The biggest guarantee that Greece and its creditors will finally reach an agreement on its debt burden is the upcoming payment deadlines that will force through a deal, an IMF official has told CNBC.
European creditors and technical teams from the International Monetary Fund (IMF) have been unable to agree on certain economic forecasts – key to determine how to make the Greek public debt more sustainable.
Sensitive political issues, including the upcoming election in Germany, have also delayed the process. But, according to the IMF official, who has knowledge of the talks but didn't want to be named due to the sensitivity of the issue, the upcoming July repayments that Greece owes to creditors will ensure an agreement will be reached in about three weeks' time.

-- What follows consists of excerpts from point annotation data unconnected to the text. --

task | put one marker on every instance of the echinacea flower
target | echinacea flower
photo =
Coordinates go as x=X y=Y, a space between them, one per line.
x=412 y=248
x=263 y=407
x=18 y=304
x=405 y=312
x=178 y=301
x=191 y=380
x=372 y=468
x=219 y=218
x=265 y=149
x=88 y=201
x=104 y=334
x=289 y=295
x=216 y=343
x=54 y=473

"Somebody needs to give something away. There's confidence there will be a deal in three weeks' time because of the time pressure," the official told CNBC on Wednesday.
An EU official, who has also knowledge of the talks, told CNBC on Friday morning: "It is our goal to reach an agreement on June 15."
Greece has to pay about 8 billion euros ($8.96 billion) to its creditors in July and the current impasse over its debt is also delaying further disbursements from its current bailout program. Without fresh money, Athens will struggle to repay its creditors. Failing to make a payment to creditors would make the situation for the Greek economy even worse, with an immediate effect on markets and investor sentiment.
Euro zone finance ministers and the IMF are scheduled to meet on June 15. Eurogroup President Jeroen Dijsselbloem, who chairs such meetings, said last Monday that all sides were working "to try to come to a conclusion at the next Eurogroup." His remarks followed an eight-hour meeting in which the ministers had a "first in-depth discussion on the topic of debt sustainability."